This project is for all hardware failure and troubleshooting tasks being requested of the #dc-ops team via any of the on-site projects: #ops-codfw, #ops-eqdfw, #ops-eqiad, #ops-eqord, #ops-eqsin, #ops-ulsfo.
When you file a request, you need to pick the proper site that the server is located in, and append in that specific site's project. Example: If a server is located in eqiad, its #ops-eqiad.

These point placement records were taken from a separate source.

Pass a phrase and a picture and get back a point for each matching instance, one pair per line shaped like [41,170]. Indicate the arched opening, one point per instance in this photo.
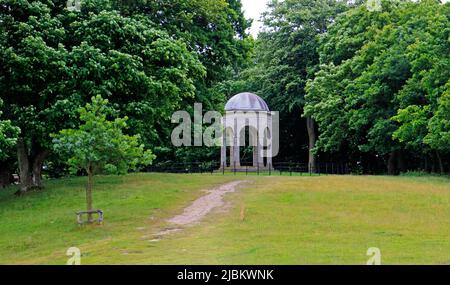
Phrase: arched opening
[248,145]
[229,138]
[267,147]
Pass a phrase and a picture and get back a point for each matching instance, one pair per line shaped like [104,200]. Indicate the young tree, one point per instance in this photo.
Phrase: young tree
[100,146]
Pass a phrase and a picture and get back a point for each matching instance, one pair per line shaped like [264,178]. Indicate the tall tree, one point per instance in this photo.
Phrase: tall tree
[286,56]
[8,140]
[52,61]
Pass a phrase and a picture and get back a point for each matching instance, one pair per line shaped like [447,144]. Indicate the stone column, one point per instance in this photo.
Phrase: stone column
[255,156]
[236,149]
[223,151]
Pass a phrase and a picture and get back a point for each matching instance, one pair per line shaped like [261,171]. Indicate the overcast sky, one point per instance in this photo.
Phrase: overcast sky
[253,9]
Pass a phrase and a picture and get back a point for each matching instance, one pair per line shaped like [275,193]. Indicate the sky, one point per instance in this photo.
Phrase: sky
[253,9]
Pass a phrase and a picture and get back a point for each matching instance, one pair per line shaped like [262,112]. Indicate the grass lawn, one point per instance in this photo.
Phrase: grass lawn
[288,220]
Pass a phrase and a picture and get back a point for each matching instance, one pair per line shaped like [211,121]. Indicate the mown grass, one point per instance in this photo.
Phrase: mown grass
[288,220]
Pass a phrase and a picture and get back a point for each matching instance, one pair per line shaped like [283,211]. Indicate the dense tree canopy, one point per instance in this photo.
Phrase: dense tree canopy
[382,78]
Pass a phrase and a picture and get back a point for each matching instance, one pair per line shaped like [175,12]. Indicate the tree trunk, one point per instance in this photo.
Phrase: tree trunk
[311,126]
[89,193]
[441,165]
[24,167]
[391,163]
[38,162]
[401,162]
[5,176]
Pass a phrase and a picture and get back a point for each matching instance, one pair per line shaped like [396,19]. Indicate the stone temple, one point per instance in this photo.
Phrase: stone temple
[247,124]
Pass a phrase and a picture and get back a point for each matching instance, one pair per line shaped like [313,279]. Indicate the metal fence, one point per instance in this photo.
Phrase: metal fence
[277,168]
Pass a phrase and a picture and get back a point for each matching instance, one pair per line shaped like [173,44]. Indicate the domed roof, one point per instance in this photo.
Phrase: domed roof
[246,102]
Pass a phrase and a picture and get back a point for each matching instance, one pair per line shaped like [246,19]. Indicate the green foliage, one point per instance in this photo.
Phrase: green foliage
[382,78]
[99,145]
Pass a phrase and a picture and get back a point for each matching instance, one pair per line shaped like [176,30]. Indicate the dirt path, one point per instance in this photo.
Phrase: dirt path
[200,208]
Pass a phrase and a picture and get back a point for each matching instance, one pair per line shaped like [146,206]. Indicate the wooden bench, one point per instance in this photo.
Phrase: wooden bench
[97,212]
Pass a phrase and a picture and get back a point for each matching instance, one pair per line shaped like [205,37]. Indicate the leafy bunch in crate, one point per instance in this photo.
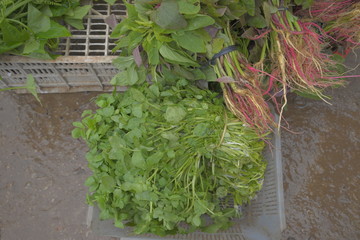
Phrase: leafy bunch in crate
[169,159]
[33,28]
[259,51]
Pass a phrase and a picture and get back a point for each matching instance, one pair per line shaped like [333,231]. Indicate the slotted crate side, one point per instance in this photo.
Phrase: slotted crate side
[85,62]
[264,217]
[67,74]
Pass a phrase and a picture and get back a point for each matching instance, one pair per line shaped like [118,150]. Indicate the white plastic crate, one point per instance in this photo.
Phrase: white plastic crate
[263,218]
[85,62]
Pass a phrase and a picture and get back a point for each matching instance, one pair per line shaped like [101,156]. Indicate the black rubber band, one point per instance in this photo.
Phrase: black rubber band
[223,52]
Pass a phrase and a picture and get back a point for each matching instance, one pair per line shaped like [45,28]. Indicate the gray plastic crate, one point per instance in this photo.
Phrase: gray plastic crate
[85,62]
[264,217]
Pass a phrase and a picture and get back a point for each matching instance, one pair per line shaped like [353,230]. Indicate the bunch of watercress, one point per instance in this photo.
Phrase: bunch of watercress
[33,28]
[167,160]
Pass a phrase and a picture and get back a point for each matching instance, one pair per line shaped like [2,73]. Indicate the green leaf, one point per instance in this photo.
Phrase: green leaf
[136,95]
[79,12]
[37,21]
[132,75]
[76,23]
[154,158]
[155,90]
[31,45]
[12,35]
[186,7]
[257,21]
[111,2]
[196,220]
[120,79]
[171,55]
[167,16]
[122,63]
[78,124]
[250,6]
[56,30]
[190,41]
[108,183]
[152,50]
[201,129]
[138,160]
[137,110]
[77,133]
[200,21]
[213,228]
[174,114]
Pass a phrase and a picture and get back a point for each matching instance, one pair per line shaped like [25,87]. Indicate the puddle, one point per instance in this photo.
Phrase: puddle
[321,166]
[42,169]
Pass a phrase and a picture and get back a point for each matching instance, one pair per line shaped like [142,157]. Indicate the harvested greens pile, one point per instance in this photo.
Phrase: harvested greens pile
[33,28]
[171,156]
[161,156]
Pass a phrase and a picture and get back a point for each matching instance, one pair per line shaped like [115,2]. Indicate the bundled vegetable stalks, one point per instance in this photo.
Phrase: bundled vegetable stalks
[299,62]
[341,20]
[166,159]
[242,90]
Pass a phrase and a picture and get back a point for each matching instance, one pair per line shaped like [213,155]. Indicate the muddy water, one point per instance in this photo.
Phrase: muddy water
[322,166]
[42,169]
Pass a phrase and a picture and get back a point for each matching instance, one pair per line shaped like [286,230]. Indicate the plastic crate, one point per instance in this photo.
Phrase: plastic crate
[85,61]
[263,218]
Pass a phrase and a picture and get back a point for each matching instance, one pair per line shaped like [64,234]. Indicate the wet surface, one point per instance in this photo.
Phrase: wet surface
[42,169]
[322,166]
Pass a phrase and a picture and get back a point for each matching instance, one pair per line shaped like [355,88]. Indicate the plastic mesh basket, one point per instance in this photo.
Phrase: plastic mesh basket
[264,217]
[85,61]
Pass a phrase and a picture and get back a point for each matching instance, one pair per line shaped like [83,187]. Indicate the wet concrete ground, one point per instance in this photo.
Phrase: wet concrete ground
[42,169]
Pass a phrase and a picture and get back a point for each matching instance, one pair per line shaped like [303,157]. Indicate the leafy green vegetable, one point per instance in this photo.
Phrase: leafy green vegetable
[32,28]
[169,155]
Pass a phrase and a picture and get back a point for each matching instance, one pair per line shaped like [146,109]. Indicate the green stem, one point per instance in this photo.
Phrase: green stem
[15,6]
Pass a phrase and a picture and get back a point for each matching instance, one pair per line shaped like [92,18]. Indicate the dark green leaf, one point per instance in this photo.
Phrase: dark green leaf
[200,21]
[108,183]
[37,21]
[138,160]
[56,30]
[172,55]
[190,41]
[174,114]
[257,21]
[167,16]
[188,7]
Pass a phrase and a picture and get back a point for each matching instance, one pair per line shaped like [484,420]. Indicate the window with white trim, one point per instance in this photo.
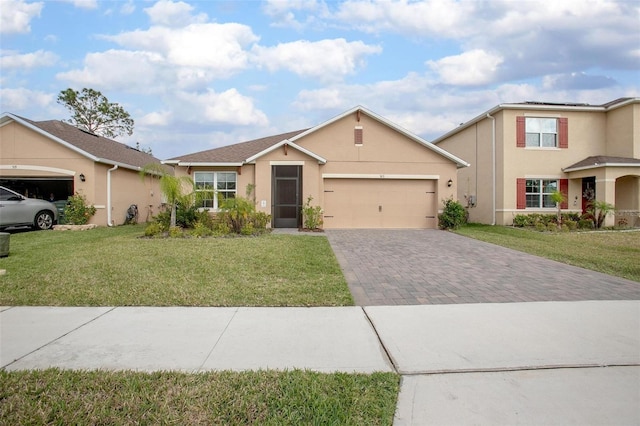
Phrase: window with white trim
[541,132]
[538,192]
[212,186]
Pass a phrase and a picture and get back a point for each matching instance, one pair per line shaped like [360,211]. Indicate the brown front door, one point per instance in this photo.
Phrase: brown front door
[287,196]
[588,192]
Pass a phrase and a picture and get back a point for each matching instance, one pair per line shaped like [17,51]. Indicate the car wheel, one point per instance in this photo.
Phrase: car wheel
[43,220]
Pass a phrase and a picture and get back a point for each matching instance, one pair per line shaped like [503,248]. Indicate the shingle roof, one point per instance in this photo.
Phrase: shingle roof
[103,149]
[603,160]
[236,153]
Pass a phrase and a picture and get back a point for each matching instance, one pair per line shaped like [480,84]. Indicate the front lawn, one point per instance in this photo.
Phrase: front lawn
[611,252]
[115,267]
[257,397]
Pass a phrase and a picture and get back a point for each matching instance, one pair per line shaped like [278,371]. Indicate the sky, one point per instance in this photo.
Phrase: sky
[196,75]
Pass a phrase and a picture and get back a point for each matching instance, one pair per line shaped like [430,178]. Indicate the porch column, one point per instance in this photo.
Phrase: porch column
[606,191]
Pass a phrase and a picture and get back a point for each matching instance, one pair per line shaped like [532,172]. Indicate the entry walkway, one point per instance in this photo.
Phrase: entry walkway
[505,363]
[415,267]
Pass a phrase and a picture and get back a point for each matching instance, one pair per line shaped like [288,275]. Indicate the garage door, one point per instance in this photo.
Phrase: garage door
[380,203]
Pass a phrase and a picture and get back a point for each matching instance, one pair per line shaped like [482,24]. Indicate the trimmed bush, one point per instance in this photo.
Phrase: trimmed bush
[453,215]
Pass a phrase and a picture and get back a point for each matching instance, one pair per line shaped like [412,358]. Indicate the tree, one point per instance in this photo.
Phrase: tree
[173,188]
[93,112]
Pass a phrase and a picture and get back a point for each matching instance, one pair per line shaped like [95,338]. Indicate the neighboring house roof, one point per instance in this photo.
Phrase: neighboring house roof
[602,161]
[94,147]
[248,152]
[540,106]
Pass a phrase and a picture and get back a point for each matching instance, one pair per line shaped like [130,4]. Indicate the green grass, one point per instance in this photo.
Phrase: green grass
[262,397]
[115,267]
[611,252]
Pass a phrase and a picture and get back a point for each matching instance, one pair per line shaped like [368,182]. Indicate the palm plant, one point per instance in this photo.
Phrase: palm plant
[173,188]
[600,210]
[558,198]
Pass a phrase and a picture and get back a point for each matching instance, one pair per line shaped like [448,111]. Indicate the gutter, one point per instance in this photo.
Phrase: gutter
[493,168]
[109,220]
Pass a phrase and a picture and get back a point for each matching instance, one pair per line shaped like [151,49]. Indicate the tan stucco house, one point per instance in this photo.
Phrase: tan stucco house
[363,170]
[39,158]
[519,153]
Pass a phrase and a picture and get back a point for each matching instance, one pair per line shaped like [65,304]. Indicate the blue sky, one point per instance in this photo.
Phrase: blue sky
[196,75]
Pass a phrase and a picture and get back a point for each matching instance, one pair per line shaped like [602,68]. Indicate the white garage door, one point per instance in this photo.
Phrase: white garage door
[380,203]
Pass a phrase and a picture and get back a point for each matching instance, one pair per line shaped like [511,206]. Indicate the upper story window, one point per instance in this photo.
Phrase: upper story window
[210,186]
[541,132]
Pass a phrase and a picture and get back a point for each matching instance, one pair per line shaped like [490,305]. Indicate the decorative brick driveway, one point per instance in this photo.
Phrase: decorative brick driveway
[412,267]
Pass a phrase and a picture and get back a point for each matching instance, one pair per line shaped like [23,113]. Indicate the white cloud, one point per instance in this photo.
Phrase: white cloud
[16,16]
[217,48]
[155,119]
[173,14]
[20,99]
[327,60]
[137,72]
[228,107]
[83,4]
[440,18]
[40,58]
[475,67]
[128,8]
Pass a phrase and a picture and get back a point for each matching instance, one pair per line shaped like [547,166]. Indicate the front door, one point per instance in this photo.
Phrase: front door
[287,196]
[588,192]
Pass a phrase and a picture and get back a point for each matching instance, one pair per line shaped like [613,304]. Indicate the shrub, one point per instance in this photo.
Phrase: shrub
[201,229]
[186,216]
[312,215]
[521,220]
[152,229]
[585,224]
[175,232]
[77,212]
[453,215]
[572,225]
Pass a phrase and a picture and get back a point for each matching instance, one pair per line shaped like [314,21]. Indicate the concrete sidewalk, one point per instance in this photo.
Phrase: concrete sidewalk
[510,363]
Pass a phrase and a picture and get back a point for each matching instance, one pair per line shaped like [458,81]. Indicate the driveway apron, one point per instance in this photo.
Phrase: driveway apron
[415,267]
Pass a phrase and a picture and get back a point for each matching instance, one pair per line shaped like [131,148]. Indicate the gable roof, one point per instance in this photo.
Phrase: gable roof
[231,155]
[89,145]
[540,106]
[602,161]
[248,152]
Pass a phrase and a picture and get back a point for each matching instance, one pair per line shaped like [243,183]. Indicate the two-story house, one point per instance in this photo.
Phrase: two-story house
[521,153]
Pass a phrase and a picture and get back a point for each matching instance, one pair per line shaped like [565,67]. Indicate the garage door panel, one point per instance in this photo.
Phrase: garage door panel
[378,203]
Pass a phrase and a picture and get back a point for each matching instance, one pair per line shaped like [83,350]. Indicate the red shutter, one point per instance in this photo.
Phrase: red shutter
[521,189]
[521,137]
[563,133]
[358,135]
[564,188]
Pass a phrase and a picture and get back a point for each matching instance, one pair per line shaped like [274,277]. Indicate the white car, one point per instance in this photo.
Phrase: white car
[16,210]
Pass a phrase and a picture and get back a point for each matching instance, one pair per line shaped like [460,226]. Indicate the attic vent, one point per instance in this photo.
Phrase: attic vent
[87,132]
[357,136]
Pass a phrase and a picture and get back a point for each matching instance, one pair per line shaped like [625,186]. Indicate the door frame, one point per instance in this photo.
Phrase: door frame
[286,222]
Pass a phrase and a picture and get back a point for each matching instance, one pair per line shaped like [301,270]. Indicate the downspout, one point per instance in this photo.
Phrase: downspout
[109,221]
[493,167]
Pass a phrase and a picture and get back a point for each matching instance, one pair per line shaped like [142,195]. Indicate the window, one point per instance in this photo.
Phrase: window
[538,193]
[541,132]
[212,186]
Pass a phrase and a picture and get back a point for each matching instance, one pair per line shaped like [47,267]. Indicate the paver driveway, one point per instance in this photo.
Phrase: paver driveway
[411,267]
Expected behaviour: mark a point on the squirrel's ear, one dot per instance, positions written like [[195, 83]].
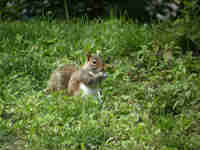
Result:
[[88, 56]]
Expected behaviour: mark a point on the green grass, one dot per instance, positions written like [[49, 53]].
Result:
[[151, 96]]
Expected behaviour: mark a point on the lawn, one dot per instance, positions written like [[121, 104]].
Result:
[[151, 98]]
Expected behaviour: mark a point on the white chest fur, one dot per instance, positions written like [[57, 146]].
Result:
[[91, 91]]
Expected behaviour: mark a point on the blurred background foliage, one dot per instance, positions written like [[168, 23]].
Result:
[[140, 9]]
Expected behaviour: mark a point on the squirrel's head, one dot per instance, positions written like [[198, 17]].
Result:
[[94, 63]]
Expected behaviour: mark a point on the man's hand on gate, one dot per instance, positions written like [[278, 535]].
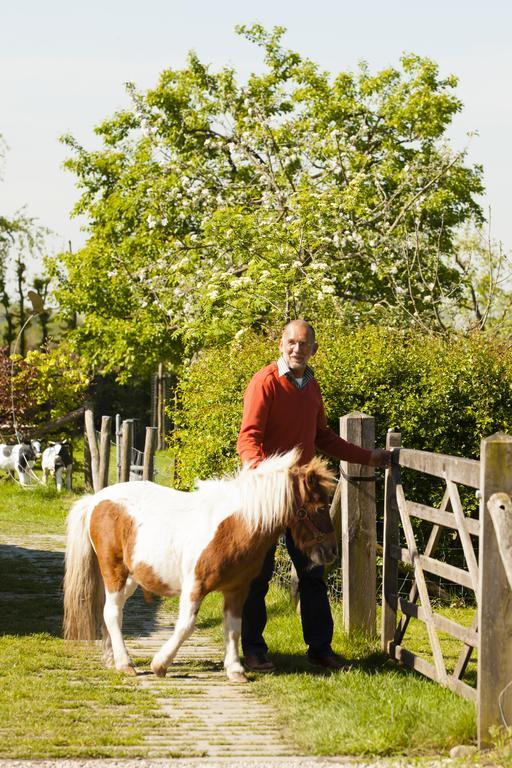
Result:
[[380, 458]]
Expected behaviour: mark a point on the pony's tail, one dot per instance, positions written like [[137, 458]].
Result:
[[84, 593]]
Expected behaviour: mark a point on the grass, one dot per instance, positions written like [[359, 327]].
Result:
[[377, 708], [57, 701]]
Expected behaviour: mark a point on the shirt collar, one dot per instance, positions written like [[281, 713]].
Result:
[[283, 370]]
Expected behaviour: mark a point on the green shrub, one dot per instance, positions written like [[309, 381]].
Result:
[[445, 394]]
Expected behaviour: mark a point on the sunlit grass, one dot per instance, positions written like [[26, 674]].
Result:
[[377, 708], [58, 701]]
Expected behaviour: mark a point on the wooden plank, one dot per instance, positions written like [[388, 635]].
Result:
[[93, 447], [465, 654], [495, 605], [359, 531], [126, 449], [467, 544], [442, 623], [455, 468], [390, 539], [437, 567], [104, 452], [413, 661], [437, 516], [433, 540], [420, 582], [149, 453]]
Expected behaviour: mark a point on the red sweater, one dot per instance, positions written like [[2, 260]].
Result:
[[278, 417]]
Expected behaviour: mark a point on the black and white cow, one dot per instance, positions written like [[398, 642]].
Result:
[[19, 458], [57, 460]]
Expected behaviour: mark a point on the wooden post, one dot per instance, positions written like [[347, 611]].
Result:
[[495, 596], [149, 453], [160, 407], [104, 451], [390, 538], [126, 449], [93, 447], [358, 526], [88, 479]]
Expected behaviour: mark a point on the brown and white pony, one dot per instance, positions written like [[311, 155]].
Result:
[[170, 542]]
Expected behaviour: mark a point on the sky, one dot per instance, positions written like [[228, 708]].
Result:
[[64, 65]]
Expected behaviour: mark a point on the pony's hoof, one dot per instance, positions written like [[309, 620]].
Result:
[[237, 677], [158, 669], [128, 669]]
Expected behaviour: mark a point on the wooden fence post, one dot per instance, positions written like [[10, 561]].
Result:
[[90, 431], [358, 526], [104, 451], [495, 596], [126, 449], [149, 453], [390, 537]]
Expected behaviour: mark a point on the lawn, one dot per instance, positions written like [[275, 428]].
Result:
[[56, 701]]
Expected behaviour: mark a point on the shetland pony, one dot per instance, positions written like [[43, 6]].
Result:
[[170, 542]]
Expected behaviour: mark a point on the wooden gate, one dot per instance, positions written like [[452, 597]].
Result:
[[490, 635]]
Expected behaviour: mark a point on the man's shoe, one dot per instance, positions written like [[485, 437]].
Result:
[[258, 663], [330, 661]]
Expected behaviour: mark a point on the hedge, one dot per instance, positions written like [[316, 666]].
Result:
[[444, 394]]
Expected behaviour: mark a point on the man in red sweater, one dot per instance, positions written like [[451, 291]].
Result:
[[283, 409]]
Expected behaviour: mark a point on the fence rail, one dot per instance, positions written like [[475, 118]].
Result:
[[486, 547]]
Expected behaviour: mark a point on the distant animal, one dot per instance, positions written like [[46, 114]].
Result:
[[57, 460], [171, 542], [36, 447], [20, 459]]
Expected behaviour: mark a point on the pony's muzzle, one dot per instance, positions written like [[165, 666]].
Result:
[[324, 554]]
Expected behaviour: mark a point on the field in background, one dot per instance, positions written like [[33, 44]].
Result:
[[376, 708]]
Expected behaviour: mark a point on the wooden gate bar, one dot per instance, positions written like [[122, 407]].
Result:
[[440, 517], [464, 634], [467, 544], [390, 538], [416, 561], [456, 468]]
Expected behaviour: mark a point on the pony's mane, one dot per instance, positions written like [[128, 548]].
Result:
[[262, 496]]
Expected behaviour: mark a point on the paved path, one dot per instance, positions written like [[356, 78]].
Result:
[[208, 722], [204, 714]]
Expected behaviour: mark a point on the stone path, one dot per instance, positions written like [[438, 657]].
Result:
[[204, 714], [208, 722]]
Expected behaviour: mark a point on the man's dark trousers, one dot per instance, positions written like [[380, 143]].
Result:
[[317, 624]]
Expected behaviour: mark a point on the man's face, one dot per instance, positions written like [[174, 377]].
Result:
[[297, 346]]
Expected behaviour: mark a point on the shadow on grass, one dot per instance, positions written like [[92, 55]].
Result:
[[31, 595], [288, 663]]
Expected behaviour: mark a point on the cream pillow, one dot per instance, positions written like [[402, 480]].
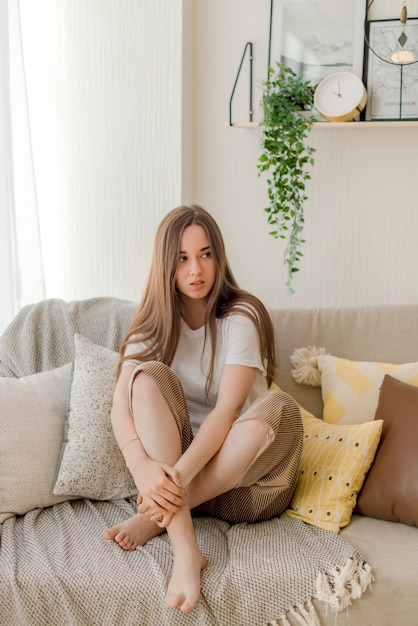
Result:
[[350, 389], [333, 467], [91, 464], [32, 419]]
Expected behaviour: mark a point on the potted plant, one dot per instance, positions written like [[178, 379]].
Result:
[[286, 102]]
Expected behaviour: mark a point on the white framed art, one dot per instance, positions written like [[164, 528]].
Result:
[[317, 37]]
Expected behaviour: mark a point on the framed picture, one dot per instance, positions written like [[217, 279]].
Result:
[[392, 87], [317, 37]]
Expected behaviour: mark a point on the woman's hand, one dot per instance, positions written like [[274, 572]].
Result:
[[160, 494]]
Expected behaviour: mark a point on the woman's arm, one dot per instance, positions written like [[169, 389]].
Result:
[[150, 477], [234, 387]]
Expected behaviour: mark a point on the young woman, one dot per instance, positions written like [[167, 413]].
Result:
[[192, 414]]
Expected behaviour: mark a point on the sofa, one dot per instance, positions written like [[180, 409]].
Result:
[[354, 373]]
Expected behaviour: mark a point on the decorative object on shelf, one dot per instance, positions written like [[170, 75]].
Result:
[[317, 37], [340, 97], [286, 101], [391, 70]]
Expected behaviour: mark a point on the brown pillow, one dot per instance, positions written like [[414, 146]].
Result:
[[390, 491]]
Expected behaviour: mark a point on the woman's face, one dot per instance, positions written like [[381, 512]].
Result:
[[196, 268]]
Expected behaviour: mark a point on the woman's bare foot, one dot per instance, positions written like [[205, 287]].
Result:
[[133, 532], [184, 587]]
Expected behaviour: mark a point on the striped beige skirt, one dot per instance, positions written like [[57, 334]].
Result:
[[269, 483]]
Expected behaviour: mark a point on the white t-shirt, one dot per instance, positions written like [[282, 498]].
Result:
[[237, 344]]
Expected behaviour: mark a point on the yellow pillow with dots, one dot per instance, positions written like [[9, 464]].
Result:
[[335, 461]]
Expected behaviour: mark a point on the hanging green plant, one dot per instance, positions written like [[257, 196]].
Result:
[[288, 157]]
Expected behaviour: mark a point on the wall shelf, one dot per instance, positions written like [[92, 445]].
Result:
[[400, 124]]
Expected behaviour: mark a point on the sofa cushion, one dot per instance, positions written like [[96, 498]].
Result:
[[390, 491], [32, 419], [91, 464], [334, 463], [350, 389]]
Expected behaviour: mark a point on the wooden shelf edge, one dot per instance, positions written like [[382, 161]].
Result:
[[324, 124]]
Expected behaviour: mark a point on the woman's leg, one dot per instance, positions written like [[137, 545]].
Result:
[[159, 433], [160, 436]]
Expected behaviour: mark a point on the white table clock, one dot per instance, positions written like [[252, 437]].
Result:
[[340, 97]]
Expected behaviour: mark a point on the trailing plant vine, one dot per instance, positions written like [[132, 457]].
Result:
[[288, 158]]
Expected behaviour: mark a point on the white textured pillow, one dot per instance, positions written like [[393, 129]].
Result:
[[91, 464], [32, 419], [350, 389]]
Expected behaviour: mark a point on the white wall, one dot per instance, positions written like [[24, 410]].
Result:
[[362, 214], [134, 121]]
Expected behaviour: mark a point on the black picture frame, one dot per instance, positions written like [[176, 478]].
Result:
[[317, 37], [392, 88]]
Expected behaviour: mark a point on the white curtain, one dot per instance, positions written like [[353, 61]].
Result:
[[8, 299], [96, 135], [21, 265]]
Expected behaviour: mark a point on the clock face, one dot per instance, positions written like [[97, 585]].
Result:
[[340, 96]]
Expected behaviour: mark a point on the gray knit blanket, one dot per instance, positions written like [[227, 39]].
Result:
[[56, 569]]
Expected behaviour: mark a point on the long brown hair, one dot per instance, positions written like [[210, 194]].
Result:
[[158, 317]]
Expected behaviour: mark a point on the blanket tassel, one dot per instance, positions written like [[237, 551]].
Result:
[[304, 614], [339, 587]]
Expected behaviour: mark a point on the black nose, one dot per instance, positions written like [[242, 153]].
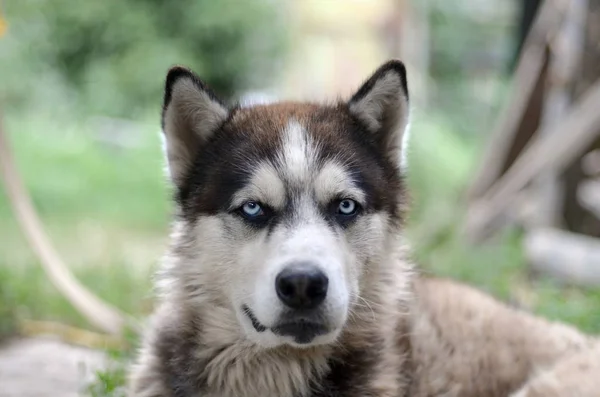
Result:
[[301, 286]]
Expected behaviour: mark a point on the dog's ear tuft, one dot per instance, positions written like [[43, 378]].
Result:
[[381, 104], [191, 114]]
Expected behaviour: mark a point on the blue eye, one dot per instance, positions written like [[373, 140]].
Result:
[[252, 209], [347, 207]]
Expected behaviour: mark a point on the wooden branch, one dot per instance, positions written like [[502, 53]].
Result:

Then you also need to assign it to a user that handles that site.
The project/site to user assignment is as follows:
| site/project | user
| #ops-codfw | @Papaul
| #ops-eqdfw | @Papaul
| #ops-eqiad | @Cmjohnson
| #ops-eqord | @RobH
| #ops-eqsin | @RobH
| #ops-ulsfo | @RobH
All of these tasks have a set number of checklist items that must be accomplished by the person filing the task, **at the time of filing the task!**
Failure to follow the full checklist will result in delays from the normal timeline of repair. All hardware failures are considered high priority initially, but may be re-triaged to normal after review by #dc-ops and the individual server's timeline for repair.
ALL tasks should have the [[ https://wikitech.wikimedia.org/wiki/Dc-operations/Hardware_Troubleshooting_Runbook | hardware troubleshooting runbook ]] applied to the task/steps!